Sylvie Riou : J’ai démarré mon parcours en tant qu’assistante d’ingénieur, puis en promotion interne avec une formation au CNAM en thermique, j’ai accédé au poste d’ingénieur. Avec les années d’expérience, je suis devenue expert public français puis à l’international (en normalisation notamment) dans les domaines de la protection de l’environnement et de la performance énergétique.
Qu’est-ce qui vous a amenée à vous intéresser à l’énergie ?
Ma première recherche d’emploi me donnait le choix entre le privé (en téléphonie) et le public (la toute jeune Agence pour les Économies d’Énergie). L’engagement dans le secteur public dans un domaine totalement nouveau m’a séduite. L’intérêt pour les problématiques énergétiques et d’économies d’énergie est venu après, en prenant conscience des enjeux vitaux.
Comment les entreprises industrielles peuvent-elles connaître leur situation énergétique ?

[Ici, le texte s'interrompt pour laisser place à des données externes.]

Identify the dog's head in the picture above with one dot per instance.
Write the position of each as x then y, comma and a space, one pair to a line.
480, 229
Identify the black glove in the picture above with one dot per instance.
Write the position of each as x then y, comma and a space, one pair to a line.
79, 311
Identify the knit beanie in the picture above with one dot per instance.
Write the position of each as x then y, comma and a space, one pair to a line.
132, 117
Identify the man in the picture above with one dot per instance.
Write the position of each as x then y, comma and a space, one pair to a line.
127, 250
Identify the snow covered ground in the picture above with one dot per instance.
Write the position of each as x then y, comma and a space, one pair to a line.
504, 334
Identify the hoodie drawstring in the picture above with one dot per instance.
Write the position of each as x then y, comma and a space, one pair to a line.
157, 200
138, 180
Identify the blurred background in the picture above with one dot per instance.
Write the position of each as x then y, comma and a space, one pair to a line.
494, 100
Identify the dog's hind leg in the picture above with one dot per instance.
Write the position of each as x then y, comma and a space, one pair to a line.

Une entreprise qui souhaite connaître sa situation énergétique doit commencer par la réalisation d’un diagnostic énergétique sérieux et complet, qui lui donnera toutes les données utiles dont son niveau de performance énergétique pour se comparer à des références connues et se donner des objectifs d’amélioration. Mais les enseignements d’un diagnostic énergétique sont également indispensables avant tout projet d’investissement, d’autant plus dans le cas d’un projet portant sur la production d’énergie à partir d’énergies renouvelables afin d’optimiser sa situation énergétique au préalable et définir au plus juste le besoin en puissance utile.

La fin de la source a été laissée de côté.